OPINION

La gala de los Goya y la dignidad de salón

Dentro de cada español hay un seleccionador de fútbol, un organizador de cabalgatas de Reyes y ahora también un guionista de galas de los Goya. Dentro de cada español vive un montón de gente. La España poliédrica y multitarea no deja de erigirse en cosas, cada día una. Este es un país de árbitros. La gala de los premios de la Academia ha recibido muchas críticas y percibo que ha sumido a la nación en una suerte de gran depresión. La masa reprocha a los guionistas que estuvieran poco acertados. No sé. A día de hoy con el emperador KRLS buscando piso en Waterloo es difícil firmar un guión más chanante que la portada de cualquier jueves y en realidad, yo confío cada vez menos en la capacidad de la gente para coger los chistes. No sé si el hecho de que la tropa del cine no se riera es malo o en realidad es bueno. Nietzche advirtió que en las fiestas patrióticas, los espectadores forman parte de los comediantes.

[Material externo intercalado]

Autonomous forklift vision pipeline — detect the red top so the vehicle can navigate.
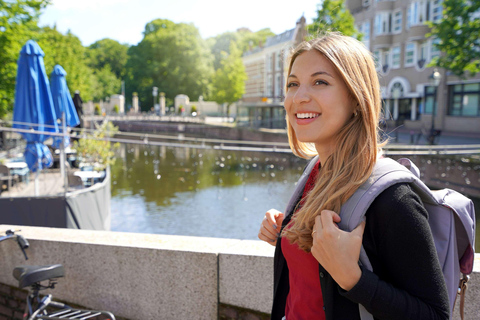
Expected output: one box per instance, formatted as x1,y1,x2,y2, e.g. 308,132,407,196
282,160,325,320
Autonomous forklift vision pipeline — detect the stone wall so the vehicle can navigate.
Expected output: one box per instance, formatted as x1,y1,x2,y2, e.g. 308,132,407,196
0,225,479,320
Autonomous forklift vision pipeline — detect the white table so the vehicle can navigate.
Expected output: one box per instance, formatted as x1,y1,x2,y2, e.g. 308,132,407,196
74,170,105,186
5,161,29,183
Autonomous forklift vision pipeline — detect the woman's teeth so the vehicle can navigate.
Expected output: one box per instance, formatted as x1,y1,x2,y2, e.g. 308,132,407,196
296,113,319,119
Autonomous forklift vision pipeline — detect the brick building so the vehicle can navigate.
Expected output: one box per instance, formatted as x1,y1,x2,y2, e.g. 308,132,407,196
239,16,306,128
348,0,480,135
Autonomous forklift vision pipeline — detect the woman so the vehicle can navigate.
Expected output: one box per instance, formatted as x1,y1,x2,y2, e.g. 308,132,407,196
258,33,449,320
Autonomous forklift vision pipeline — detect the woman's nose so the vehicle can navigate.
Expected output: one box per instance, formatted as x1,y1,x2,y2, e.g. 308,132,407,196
292,85,310,104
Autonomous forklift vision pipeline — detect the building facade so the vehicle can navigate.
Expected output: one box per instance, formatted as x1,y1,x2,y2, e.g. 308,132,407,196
347,0,480,135
240,16,306,128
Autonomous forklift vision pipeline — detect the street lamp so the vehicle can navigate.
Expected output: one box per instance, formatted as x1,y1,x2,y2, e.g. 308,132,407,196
428,68,441,144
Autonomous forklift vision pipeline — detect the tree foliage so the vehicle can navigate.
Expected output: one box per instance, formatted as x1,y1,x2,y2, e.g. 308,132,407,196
307,0,361,39
125,19,213,111
0,0,50,118
89,65,121,102
73,120,119,170
209,42,246,115
86,38,129,79
36,26,94,101
427,0,480,78
208,28,275,70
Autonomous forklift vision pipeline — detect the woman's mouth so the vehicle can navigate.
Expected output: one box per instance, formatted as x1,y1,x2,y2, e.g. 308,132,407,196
295,113,320,124
296,113,320,119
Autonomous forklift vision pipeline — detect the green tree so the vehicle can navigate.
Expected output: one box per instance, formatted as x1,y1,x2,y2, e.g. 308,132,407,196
125,19,213,111
209,42,246,116
208,28,275,70
0,0,50,118
427,0,480,78
308,0,361,39
86,38,129,79
236,28,275,53
36,26,94,101
90,65,121,101
73,120,119,170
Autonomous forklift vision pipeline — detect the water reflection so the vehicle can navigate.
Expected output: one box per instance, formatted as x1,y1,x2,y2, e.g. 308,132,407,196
110,143,304,239
110,144,480,249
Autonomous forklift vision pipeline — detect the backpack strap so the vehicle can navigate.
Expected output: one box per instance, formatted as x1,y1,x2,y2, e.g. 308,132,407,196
283,155,319,219
338,158,418,320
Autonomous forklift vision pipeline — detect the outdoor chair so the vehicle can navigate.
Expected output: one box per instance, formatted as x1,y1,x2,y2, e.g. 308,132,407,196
67,171,84,190
0,164,19,191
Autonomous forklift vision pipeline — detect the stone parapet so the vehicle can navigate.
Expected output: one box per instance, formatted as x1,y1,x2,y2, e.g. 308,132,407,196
0,225,478,319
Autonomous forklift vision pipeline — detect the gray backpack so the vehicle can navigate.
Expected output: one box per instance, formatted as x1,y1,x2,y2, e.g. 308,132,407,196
339,157,475,320
285,156,475,320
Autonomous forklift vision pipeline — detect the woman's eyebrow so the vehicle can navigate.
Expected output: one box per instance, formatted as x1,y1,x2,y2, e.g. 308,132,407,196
311,71,334,78
287,71,334,79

Este país tiene esas curiosas maneras de mirarse. Pasa de la indolencia mediterránea a preguntarse de pronto quién es y a buscar la respuesta en el ritmo más o menos ingenioso de una gala del cine o en la cantidad de puntos que coseche el candidato a Eurovisión. Si no le gusta lo que ve, le asalta una suerte de vergüenza identitaria. Porque en ese momento, España se siente menos y sufre un arrebato de dignidad de sofá. A orgullo de salón no nos gana nadie. Un español puede lidiar con la cola del pelotón de treinta informes Pisa, pero encuentra una decepción infinita en los chistes de una gala del cine. G.K. Chesterton supeditó la prosperidad del imperio inglés al pelo rojo de una chiquilla que se cruzó en la calle seguramente porque en esos días no había fotos del peinado de Najwa Nimri en un ‘photocall’.

La ceremonia de la entrega de los Goya se ha convertido en una suerte del Debate sobre el Estado de la Nación con las espaldas al aire. El problema no es la gala; es lo que se interpreta de ella. Lo que se hace con ella, en lo que se quiere convertir. Hace un par de generaciones, los españoles proyectaban en sus hijos sus decepciones y frustraciones; hoy se proyectan en la gala de los Goya.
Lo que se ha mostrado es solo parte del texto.